Folx, we have an issue. It’s a problem we all have, collectively. We, being the masses of us who avoid confrontation, who fear upsetting someone else, who feel it’s our duty to be easy-going enough that no one ever has a reason to dislike or be upset with us. The problem is our aversion to assertiveness.
To be clear, “we” don’t actually all have this problem. Particularly for people who tend to self-aggrandize or feel entitled to have their voices heard (sometimes constantly), this is hardly an issue. But are those the people we really want to hear from (all of the time)? No. Unfortunately, though, we hear from the entitled folx a whole lot.
But the people who tend to be more self-sacrificial or empathic to the feelings and needs of those around them tend to be much, much quieter. Yet, those are the ones we need to hear from. From people like you.
Last summer I read the book Playing Big by Tara Mohr, which I highly recommend for women everywhere. In that book, she illustrates the problem of playing small, and how to overcome it.

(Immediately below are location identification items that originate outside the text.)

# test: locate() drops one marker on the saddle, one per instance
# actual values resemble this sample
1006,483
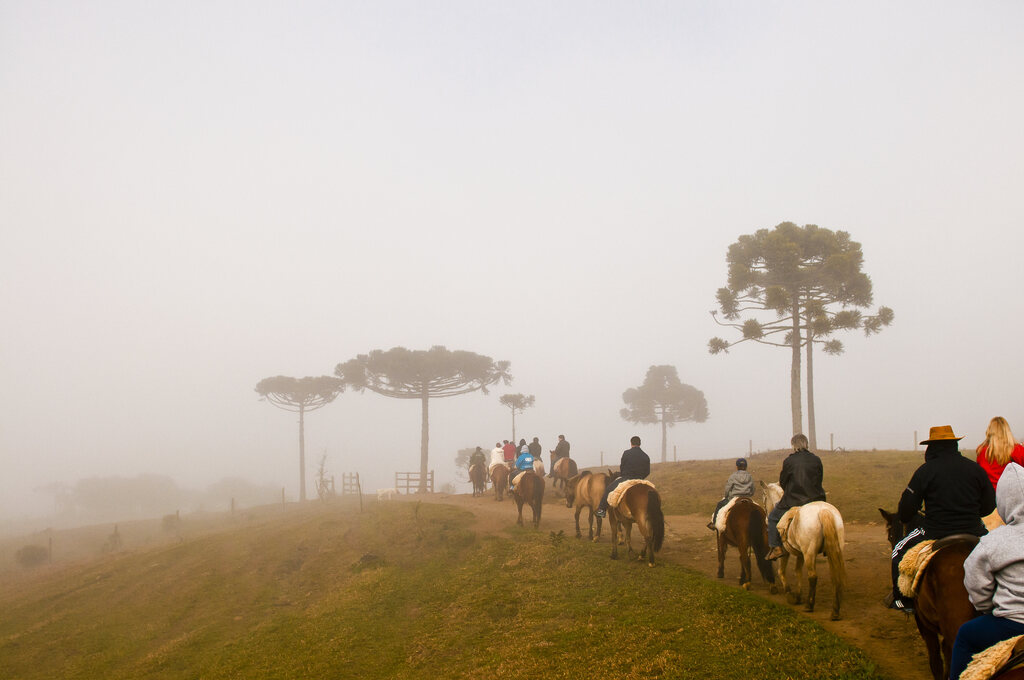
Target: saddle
913,563
723,514
615,497
996,660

But this issue of not speaking up is not only a woman’s issue. Admittedly though, we have the vast majority of anti-asserters.

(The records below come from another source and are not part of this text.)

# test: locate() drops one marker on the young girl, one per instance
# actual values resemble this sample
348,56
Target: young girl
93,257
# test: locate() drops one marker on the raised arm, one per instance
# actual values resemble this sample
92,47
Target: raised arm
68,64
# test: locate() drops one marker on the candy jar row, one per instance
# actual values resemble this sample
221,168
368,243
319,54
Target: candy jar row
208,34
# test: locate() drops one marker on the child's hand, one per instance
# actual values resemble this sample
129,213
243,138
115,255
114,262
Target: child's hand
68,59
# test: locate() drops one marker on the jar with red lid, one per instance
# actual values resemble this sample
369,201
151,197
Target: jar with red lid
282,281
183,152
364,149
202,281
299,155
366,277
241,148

In my psychotherapy practice, I see people of all genders struggling with the issue of speaking up, asking for what they want, and saying how they feel.Keeping quiet and “keeping the peace.” But at what cost? The costs of this phenomenon are huge. Here are a few:
getting what you want from your relationships
It can be so hard to speak up in your relationships when you’ve been disappointed in the past, by the people you went to, to be vulnerable and express yourself with. If you’ve been ridiculed, humiliated, gaslit, abandoned. yelled at, or belittled. I see you. It’s especially hard for you. I know, I get it.
But the reality is that science now proves that the relationships we have are the most powerful indicators of happiness in life. They inform not only our emotional well-being but also our physical health. Check out this new book The Good Life, It’s based on the longest scientific study ever done on happiness. Know what they found about what humans need to be happy? Good relationships. Can we create good relationships without being honest about what we feel or what we want? Doubt it.

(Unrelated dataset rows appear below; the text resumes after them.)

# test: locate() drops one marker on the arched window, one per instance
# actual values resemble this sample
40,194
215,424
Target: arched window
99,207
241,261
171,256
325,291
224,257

The good news is that it’s not too late and you’re not too old. You can always try again.
I am here to support you to find your voice, clarifying your needs, and discerning what relationships truly nourish your soul.
Let’s figure it out together. We can take as much time as you need.
Loneliness is a huge problem. We live in a deeply individualistic society that preaches independence above all else. “Pull yourself up by your bootstraps” is one of many commonly used euphemisms to encourage the type of self-reliance our culture seems to value.
But the problem with this ideal is that we have evolved to be interdependent; we are designed to relate to and connect with other humans.
I’m not talking about being an introvert vs. an extravert, or loving your solitude here. Believe me, I get that. I am talking about having people in your life that you feel supported by, connected to, and, that offer you a sense of belonging.
One of the problems that I have seen lately is the profound surge in loneliness since last spring, when the pandemic first hit. Some folx already had systems in place: family, neighbors, friends to check-in on, and commiserate with. For others, the pandemic gutted their support system, or underscored the gaping vacancy in their social lives.
Many people relocated during the pandemic, fleeing the close-quarters of city life for the spaciousness of the mountains of Western North Carolina. Lots of people move to Asheville with zero contacts, leaving them longing for local relationships.
Some people struggle making new friends, some people struggle with the friends they have. For those in the former camp, I have a few resources for you:
Friendships Don’t Just Happen by Shasta Nelson. Shasta Nelson is a writer, coach and public speaker who specializes in female friendships. This book is practical and informative, and may shed light on some issues you haven’t considered in the friendship domain. Her writing is accessible and inspiring and I’d recommend this book to anyone who is struggling to cultivate new friendships. She has another book called Friendtimacy, which is a practical guide on how to take superficial female friendships to a deeper level.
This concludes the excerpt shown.